Peki Kemalizm’in, yaklaşık olarak profilini özetlemeye çalıştığımız bu insana ve duruma reva gördüğü muamele nedir?

Ailesine, kendisine ve inançlarına galiz küfürler, dayaklar, falakalar, çıplak bırakmalar vs…

Bütün bunlardan sonra Kemalizm’in neden Türkiye için bir utanç vesilesi olduğunu daha iyi anlayabiliyor muyuz, bilmiyorum…

Bıraktık Kemalizm’in dinî eleştirisini, bu fikriyatın en küçük düzeyde bile insanlıkla alakası var mı?

Enver evli ve 2 çocuğu var!

Karısını, anasını ve iki bacısını inançları gereği taktıkları başörtüsüyle size bu millet tarafından emanet edilen ve askerî denilen bölgenize almayacaksınız ama yakınlarına yaz sıcağında nizamiye önünde bekleme ve ağlama cezası verdiğiniz adamdan kendinize itaat ve hatta ‘şehadet’ falan bekleyeceksiniz öyle mi?

Bu ne asil ne de adil bir şey yahu!

İronik ve zavallıca!

Yok yok, mezkur yazarlar haklılar, bu ordu vallahi adam olmaz, değiştirelim…

Mehmet Altan’ın Amerikalı bir gazeteciden aktardığı söz tam isabet kaydediyor:

“Her devletin ordusu varken, Türkiye’de Ordu’nun devleti var!”

Bir başka açıdan bakarsak bu sözü daha iyi anlarız…

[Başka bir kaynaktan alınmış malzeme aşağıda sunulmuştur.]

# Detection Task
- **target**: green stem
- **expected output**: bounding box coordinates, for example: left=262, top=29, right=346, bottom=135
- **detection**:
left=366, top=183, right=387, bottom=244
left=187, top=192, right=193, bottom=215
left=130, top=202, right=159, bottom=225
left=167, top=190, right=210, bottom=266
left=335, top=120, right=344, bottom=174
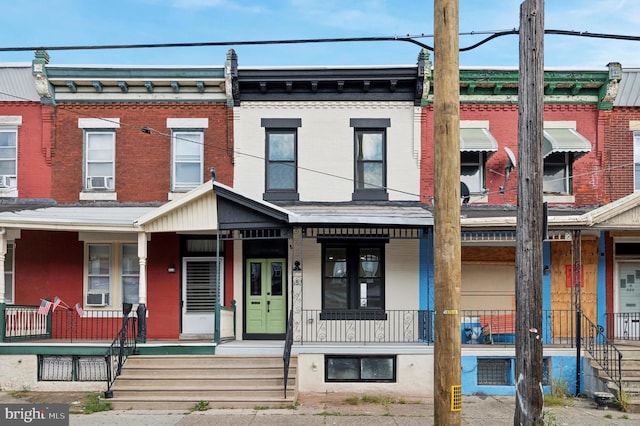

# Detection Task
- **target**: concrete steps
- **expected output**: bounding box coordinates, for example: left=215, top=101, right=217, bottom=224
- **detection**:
left=107, top=354, right=297, bottom=410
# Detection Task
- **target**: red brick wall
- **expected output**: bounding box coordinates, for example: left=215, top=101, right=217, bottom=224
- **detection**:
left=421, top=103, right=604, bottom=207
left=0, top=102, right=53, bottom=198
left=603, top=107, right=640, bottom=201
left=51, top=103, right=233, bottom=203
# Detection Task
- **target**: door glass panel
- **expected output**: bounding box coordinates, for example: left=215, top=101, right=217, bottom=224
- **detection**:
left=619, top=263, right=640, bottom=313
left=250, top=262, right=262, bottom=296
left=324, top=248, right=348, bottom=309
left=271, top=262, right=283, bottom=296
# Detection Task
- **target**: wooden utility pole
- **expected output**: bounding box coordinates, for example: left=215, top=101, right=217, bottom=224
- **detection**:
left=433, top=0, right=461, bottom=424
left=514, top=0, right=545, bottom=424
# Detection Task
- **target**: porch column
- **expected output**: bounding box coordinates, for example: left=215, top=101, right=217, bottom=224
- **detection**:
left=0, top=228, right=6, bottom=342
left=291, top=227, right=303, bottom=343
left=136, top=232, right=148, bottom=342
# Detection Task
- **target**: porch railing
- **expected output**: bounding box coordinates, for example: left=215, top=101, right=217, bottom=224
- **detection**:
left=4, top=305, right=49, bottom=341
left=3, top=305, right=139, bottom=342
left=581, top=313, right=622, bottom=391
left=104, top=315, right=138, bottom=398
left=605, top=312, right=640, bottom=340
left=300, top=309, right=433, bottom=344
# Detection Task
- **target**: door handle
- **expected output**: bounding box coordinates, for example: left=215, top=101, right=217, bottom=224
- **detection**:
left=267, top=300, right=270, bottom=313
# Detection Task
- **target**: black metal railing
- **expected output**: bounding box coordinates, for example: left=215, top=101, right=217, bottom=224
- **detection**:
left=283, top=309, right=294, bottom=398
left=300, top=309, right=434, bottom=344
left=581, top=313, right=623, bottom=392
left=104, top=315, right=138, bottom=398
left=605, top=312, right=640, bottom=340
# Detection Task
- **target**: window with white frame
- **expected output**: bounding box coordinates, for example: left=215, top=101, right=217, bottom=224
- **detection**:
left=86, top=243, right=139, bottom=308
left=461, top=152, right=486, bottom=194
left=4, top=243, right=14, bottom=304
left=84, top=131, right=115, bottom=191
left=87, top=244, right=112, bottom=306
left=634, top=131, right=640, bottom=191
left=121, top=244, right=140, bottom=305
left=0, top=127, right=17, bottom=190
left=172, top=130, right=204, bottom=191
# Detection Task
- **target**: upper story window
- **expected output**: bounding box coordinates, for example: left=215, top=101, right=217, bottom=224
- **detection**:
left=261, top=118, right=301, bottom=201
left=460, top=124, right=498, bottom=196
left=542, top=123, right=591, bottom=195
left=634, top=131, right=640, bottom=191
left=79, top=118, right=120, bottom=195
left=0, top=127, right=17, bottom=191
left=0, top=116, right=22, bottom=194
left=167, top=118, right=209, bottom=193
left=351, top=118, right=390, bottom=201
left=85, top=131, right=115, bottom=191
left=172, top=131, right=203, bottom=191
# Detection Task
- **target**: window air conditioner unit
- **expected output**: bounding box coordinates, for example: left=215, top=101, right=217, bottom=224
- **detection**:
left=0, top=175, right=11, bottom=188
left=86, top=293, right=109, bottom=306
left=87, top=176, right=113, bottom=190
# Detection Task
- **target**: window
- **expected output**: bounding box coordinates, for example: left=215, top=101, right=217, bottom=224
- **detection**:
left=543, top=152, right=571, bottom=194
left=86, top=243, right=138, bottom=307
left=461, top=152, right=486, bottom=194
left=172, top=130, right=203, bottom=191
left=634, top=131, right=640, bottom=191
left=266, top=130, right=297, bottom=193
left=84, top=131, right=115, bottom=191
left=477, top=358, right=511, bottom=385
left=87, top=244, right=111, bottom=306
left=121, top=244, right=140, bottom=305
left=261, top=118, right=301, bottom=201
left=322, top=243, right=385, bottom=316
left=325, top=355, right=396, bottom=382
left=0, top=127, right=17, bottom=190
left=351, top=118, right=389, bottom=201
left=4, top=243, right=13, bottom=304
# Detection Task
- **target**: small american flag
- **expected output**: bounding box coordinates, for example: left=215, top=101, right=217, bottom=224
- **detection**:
left=75, top=302, right=84, bottom=317
left=37, top=300, right=51, bottom=315
left=52, top=296, right=62, bottom=312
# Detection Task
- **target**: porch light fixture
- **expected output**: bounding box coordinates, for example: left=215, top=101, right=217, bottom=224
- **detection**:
left=167, top=264, right=176, bottom=274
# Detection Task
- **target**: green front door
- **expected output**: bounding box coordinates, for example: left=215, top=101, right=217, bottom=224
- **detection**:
left=245, top=258, right=287, bottom=336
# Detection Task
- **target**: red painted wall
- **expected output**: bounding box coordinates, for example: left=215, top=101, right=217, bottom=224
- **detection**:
left=421, top=103, right=605, bottom=207
left=146, top=233, right=181, bottom=339
left=50, top=103, right=234, bottom=203
left=0, top=102, right=53, bottom=198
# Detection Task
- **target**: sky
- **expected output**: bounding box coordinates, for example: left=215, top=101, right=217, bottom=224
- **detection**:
left=1, top=0, right=639, bottom=69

Enver Aydemir’in tutuklandığı gün, AK Parti Hakkari Milletvekili Abdülmuttalip Özbek, ilk kez TBMM’de, TSK’nin bütçesini ve çözümsüzlükte TSK’nin rolünü alanen dile getirdi. TSK’nin savunma bütçesinin genel bütçedeki payı % 7 (TSK’nin genel bütçesinden bahsetmiyorum, sadece savunma bütçesi. Orduların dünya genelinde savunma bütçelerinin genel bütçedeki oranı % 2’yi aşmıyor. Başka bir kıyaslama örneği olarak da, TC’de Kültür Bakanlığı bütçesinin genel bütçeye oranını verelim: % 0.38)

Çıkın dışarı, ister bir kampüse gidin isterseniz kahveye…

İster bir akademisyenle konuşun ister bir ameleyle…

Hiç kimse artık PKK konusunda TSK’ya güvenmiyor!

“Bitmez kardeşim orası öyle gider, çok rant dönüyor o işte!”

Bunu belki binlerce kez duymuşumdur ummadığım düzeyde mutedil ve mazbut insanlardan…

Kemalist Sistem’in demokrasiyi, eğitimsiz ve ekonomisiz halkı oy deposu olarak kullanabildiğinden dolayı sevdiğini biliyoruz…(Bkz. Süleyman Demirel, Tansu Çiller, Mesut Yılmaz vb…)

Ama sistemin askerî kanadının halkı aynı zamanda ‘asker deposu’ olarak kullandığı dikkatlerden fazlasıyla kaçıyor!

‘Onuncu yıl’ marşları ve ‘Her Türk asker doğar’ masalları, kan ve gözyaşı dökülen, kirli bir savaş yürütülen, kin ve nefret üretilen, toprağa düşmüş gençleri gömülen halkı uyutmak için rejimin dinî ilahileri gibidirler…

Oysa Enver Aydemir’lerin kafa ve kalp kriterlerini inşa eden İslam buna izin vermez!

Pazar günü Galatasaray Lisesi’nin önünde dediğim gibi:

“Mesele, İslami inancını ve imanını ortaya koyarak Kemalist bir yapıda ve resimde yer almak istemediğini bildiren Enver Aydemir ise herkes bilsin ki

biz Müslümanlar anamızdan sadece ana-babamıza oğul ve Allah’ımıza kul olarak doğarız!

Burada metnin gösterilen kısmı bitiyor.